Pour être franche, quand j’étais petite, j’avais des tas de complexes…

Trop grande, trop menue, cheveux et seins trop plats, mauvais profil, pas jolie, trop sérieuse, pas assez populaire, trop timide, pas assez garçon manquée, trop gamine, trop gâtée, trop fofolle, trop sage, pas assez féminine, trop pauvre, trop conne…bref, je m’arrête là parce qu’avec l’imagination débordante que j’avais à l’époque (et que j’ai toujours) toutes sortes de critiques contradictoires étaient possibles. Oui, contradictoires avec moi même. Parce qu’ils ne s’agissaient là que des paroles des autres avec lesquelles JE tombais d’accord. Mais était-ce vraiment ce que je voulais être ?

En grandissant j’ai appris qu’on était réellement ce qu’on pensait de soi-même. C’est vrai tous ces « défauts » sont très vite devenus une réalité aux yeux de ceux qui souhaitaient me voir ainsi et vous savez quoi, c’était vraiment un problème pour moi.

C’est triste à dire mais il y a vraiment des jours où je me sentais mal aimée. J’étais en fait mal aimée par moi-même. Voilà tout. J’avais cessé d’aimer la personne que j’étais et de croire en ce que je pouvais réellement être. J’écoutais les autres et je me disais « ah oui, c’est vrai, je suis comme ci, ou comme ça… » Pfff… Trop naïve !

Qui devais-je être pour plaire à tout le monde ? Natalie Portman ? Penelope Cruz ? Claudia Schiffer ? Je ne savais même plus qui j’étais alors que j’avais peut-être plus de potentiel que n’importe quelle bimbo qui montre aisément tout ce qui sort naturellement de chez elle : ses dents blanches, sa poitrine, son maquillage, son fric et par dessus tout, ses nombreuses discussions qui la concerne elle tout particulièrement.
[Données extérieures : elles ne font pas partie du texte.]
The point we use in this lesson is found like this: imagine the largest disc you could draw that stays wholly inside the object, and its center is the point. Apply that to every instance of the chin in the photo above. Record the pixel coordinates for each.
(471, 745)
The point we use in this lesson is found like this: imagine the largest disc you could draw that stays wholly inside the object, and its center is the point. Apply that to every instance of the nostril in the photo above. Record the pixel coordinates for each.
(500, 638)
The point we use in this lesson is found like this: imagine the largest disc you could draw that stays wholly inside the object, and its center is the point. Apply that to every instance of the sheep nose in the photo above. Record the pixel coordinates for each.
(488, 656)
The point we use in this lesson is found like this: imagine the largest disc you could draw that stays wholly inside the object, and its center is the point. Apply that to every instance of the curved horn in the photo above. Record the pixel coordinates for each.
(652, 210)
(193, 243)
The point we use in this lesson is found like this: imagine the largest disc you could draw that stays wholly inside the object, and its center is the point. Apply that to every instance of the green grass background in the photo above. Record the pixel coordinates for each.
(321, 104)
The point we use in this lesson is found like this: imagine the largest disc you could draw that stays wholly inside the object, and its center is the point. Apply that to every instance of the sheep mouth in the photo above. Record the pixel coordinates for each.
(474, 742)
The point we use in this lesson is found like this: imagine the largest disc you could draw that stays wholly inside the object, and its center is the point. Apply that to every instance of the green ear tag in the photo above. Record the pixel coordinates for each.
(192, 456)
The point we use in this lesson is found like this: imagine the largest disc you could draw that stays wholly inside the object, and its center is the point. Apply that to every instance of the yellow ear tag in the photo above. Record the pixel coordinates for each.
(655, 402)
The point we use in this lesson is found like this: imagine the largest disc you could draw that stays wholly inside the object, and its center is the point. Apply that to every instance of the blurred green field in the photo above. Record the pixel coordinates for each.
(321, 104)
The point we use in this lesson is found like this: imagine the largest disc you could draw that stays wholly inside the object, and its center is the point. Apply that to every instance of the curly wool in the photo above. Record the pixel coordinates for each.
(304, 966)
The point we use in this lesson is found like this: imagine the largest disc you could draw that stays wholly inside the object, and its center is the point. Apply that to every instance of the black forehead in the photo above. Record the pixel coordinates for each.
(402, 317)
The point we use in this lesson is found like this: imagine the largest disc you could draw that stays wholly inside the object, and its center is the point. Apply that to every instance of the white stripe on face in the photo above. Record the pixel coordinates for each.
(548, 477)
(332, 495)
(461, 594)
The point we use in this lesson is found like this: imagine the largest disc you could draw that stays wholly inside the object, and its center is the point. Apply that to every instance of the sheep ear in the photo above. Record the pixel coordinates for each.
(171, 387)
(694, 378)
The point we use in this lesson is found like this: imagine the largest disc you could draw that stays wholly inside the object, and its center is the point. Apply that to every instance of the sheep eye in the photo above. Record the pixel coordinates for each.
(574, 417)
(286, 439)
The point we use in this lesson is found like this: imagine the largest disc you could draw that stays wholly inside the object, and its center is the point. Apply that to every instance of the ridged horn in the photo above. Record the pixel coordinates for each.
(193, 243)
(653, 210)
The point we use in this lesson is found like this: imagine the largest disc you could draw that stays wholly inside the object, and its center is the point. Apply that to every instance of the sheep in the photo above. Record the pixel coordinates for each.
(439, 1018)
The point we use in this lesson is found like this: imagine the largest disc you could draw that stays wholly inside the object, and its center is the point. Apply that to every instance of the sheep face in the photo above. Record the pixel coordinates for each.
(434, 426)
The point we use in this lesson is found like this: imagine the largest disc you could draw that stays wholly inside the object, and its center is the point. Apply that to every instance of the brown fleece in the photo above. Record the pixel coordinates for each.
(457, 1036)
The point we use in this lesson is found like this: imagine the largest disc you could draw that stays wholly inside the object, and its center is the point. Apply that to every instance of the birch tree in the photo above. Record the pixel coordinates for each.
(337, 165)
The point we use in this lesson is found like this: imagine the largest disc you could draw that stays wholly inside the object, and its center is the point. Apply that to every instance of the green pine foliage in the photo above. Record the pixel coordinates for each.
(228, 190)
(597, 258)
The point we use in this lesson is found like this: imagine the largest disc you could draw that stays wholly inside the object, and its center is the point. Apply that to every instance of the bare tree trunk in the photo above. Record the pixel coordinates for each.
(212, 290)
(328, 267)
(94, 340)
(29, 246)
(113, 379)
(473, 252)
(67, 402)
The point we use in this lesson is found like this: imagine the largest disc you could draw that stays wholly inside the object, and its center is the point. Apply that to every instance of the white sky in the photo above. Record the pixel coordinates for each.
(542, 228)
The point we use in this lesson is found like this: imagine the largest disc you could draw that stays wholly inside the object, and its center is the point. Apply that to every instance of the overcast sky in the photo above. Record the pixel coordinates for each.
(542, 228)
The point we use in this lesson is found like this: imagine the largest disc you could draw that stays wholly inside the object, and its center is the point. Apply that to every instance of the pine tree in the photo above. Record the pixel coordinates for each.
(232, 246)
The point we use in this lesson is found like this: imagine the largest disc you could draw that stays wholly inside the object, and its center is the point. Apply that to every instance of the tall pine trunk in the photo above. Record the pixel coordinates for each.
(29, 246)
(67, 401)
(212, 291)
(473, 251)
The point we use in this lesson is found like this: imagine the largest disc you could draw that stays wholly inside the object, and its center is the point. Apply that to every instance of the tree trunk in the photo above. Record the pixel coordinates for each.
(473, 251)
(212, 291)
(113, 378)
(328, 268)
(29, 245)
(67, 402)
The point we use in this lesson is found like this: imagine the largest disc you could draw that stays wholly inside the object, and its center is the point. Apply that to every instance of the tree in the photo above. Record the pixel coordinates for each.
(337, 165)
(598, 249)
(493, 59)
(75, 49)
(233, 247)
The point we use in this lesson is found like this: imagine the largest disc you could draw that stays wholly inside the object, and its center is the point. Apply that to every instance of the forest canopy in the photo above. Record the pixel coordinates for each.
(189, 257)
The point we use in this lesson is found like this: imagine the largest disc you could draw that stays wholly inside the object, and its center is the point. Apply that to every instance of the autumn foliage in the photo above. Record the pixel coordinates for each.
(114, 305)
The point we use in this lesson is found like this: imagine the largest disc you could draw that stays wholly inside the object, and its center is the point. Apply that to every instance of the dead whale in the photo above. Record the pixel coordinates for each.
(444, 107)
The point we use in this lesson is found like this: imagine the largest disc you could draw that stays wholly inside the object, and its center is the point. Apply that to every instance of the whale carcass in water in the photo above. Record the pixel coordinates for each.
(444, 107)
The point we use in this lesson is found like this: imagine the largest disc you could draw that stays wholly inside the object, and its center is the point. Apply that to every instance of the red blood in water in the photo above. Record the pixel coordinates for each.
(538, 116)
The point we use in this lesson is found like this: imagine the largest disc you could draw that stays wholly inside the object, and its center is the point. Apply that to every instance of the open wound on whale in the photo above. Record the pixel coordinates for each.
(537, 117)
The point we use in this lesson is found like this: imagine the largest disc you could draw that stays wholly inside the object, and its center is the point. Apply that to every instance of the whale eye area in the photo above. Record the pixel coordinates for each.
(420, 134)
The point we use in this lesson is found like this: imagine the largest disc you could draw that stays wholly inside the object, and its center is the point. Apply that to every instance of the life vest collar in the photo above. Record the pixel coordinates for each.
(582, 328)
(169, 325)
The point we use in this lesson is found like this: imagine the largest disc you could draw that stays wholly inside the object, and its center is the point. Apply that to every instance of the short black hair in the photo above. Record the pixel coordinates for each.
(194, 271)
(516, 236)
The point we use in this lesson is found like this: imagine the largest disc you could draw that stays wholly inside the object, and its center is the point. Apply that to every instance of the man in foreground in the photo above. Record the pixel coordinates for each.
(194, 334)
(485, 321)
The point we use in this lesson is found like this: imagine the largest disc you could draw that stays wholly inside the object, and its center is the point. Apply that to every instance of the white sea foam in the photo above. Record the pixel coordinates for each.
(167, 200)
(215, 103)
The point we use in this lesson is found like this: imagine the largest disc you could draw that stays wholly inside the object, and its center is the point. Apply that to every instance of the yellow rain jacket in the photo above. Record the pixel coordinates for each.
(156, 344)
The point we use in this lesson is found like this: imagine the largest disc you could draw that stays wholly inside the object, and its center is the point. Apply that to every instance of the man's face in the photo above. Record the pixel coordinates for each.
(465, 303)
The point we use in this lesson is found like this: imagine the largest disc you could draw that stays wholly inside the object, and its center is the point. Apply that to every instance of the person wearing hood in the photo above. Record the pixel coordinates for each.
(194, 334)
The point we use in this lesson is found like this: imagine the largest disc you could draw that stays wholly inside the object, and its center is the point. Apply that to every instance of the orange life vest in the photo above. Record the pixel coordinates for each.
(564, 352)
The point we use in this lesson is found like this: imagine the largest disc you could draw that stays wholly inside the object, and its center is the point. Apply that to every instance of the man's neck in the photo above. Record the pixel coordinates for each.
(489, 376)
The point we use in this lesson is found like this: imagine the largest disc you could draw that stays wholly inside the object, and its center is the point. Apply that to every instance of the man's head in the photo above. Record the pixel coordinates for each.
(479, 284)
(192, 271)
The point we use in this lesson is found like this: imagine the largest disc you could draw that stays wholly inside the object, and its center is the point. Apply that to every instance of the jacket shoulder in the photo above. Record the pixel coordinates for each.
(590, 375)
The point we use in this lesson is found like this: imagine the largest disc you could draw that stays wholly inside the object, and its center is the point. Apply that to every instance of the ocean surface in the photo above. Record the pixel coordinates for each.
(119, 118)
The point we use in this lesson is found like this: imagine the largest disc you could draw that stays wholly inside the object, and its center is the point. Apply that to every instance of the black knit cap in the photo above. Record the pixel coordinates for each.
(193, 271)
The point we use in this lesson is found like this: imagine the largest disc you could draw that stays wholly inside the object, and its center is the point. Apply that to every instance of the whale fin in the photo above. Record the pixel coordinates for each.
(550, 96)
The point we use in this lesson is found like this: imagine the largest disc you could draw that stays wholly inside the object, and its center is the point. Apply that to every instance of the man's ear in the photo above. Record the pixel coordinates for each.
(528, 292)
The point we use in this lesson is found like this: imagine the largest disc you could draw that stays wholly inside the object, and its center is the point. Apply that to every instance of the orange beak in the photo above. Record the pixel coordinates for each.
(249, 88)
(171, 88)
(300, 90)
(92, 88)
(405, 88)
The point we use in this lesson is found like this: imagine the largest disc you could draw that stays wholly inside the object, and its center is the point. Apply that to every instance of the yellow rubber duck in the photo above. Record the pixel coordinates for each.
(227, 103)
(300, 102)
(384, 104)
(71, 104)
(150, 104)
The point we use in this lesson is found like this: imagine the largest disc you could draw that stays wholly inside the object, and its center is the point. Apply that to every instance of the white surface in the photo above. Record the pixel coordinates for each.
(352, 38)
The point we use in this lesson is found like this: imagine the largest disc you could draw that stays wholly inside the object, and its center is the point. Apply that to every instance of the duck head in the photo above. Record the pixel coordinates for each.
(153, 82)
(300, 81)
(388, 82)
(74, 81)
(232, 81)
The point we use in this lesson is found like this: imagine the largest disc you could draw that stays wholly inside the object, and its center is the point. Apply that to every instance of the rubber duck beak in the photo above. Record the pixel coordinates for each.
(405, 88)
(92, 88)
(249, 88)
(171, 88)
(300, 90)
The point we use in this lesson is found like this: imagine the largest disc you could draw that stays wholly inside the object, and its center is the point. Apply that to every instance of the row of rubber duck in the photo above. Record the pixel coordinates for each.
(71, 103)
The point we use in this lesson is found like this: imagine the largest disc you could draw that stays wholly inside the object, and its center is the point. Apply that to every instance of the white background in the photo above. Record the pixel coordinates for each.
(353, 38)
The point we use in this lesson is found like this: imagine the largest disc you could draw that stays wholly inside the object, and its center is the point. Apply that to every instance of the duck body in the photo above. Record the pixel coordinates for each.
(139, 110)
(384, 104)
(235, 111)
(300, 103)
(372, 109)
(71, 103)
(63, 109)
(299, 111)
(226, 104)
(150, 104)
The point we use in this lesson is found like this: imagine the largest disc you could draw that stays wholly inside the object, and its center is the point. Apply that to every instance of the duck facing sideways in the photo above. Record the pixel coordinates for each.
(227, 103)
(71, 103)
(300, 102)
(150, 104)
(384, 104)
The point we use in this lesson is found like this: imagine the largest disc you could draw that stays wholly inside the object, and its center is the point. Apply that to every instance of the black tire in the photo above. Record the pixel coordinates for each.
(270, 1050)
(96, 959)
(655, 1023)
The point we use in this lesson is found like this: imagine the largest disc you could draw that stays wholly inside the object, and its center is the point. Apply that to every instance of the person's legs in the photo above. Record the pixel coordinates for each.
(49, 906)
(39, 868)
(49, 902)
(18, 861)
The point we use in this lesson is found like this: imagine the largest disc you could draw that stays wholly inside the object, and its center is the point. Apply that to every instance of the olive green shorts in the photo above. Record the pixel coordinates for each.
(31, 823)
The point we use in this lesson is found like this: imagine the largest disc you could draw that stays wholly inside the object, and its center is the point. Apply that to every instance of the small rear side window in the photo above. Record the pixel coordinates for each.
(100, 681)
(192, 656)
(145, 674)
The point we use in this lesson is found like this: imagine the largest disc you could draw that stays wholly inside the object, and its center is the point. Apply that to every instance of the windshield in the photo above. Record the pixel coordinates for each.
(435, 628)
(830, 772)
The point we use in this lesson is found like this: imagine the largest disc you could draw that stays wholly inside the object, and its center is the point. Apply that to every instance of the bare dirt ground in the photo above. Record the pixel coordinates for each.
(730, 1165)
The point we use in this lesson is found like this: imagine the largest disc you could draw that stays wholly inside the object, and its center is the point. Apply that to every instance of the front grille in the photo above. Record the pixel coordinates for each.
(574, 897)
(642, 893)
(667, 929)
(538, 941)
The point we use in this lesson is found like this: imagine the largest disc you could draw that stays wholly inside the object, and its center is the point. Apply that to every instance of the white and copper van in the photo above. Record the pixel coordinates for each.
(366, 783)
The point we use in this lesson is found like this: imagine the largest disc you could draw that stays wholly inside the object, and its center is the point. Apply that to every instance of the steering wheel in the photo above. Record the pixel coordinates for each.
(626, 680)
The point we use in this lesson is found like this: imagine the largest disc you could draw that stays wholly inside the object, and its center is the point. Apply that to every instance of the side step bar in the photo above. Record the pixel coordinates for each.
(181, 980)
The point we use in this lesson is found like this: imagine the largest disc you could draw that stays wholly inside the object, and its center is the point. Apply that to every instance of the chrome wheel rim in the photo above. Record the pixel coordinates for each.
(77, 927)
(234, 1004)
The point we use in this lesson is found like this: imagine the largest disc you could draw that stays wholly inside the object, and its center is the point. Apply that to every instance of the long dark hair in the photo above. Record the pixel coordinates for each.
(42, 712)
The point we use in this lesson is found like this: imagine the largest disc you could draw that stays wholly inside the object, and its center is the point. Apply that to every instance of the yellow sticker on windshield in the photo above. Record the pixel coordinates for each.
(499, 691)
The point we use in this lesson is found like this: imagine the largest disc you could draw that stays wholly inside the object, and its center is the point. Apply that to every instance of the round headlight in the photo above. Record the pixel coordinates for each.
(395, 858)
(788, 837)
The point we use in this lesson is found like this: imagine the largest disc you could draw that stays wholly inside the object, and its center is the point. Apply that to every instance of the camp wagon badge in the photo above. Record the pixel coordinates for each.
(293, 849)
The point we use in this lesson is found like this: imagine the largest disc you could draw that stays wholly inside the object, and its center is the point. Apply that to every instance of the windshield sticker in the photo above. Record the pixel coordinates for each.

C’est vrai je ne voulais pas ressembler à une de ces filles superficielles qui prend tellement soin d’elle qu’à vrai dire elles n’ont plus le temps pour qui que ce soit d’autre, parce que même à ce stade on reste une éternelle insatisfaite de la vie. Croyez-moi.

Mais que fallait-il alors pour que je m’aime comme j’étais ?

Je prenais l’exemple de Serge Gainsbourg et je me disais que quand-même il devait bien y avoir quelque chose pour arranger ça.

Tout d’abord, je devais apprendre à accepter mes défauts. Ils font partie de moi, de mon passé et ils m’appartiennent puisque c’est moi qui en ait fait une telle réalité.

Ensuite je devais les apprivoiser véritablement. Savoir comment ils pouvaient enfin jouer en ma faveur, ou savoir comment mieux les contrôler de façon à ce qu’ils ne soient plus un complexe mais une particularité de mon charisme.

Après ça, venait le fait d’arrêter de me demander ce que les autres pensaient de moi.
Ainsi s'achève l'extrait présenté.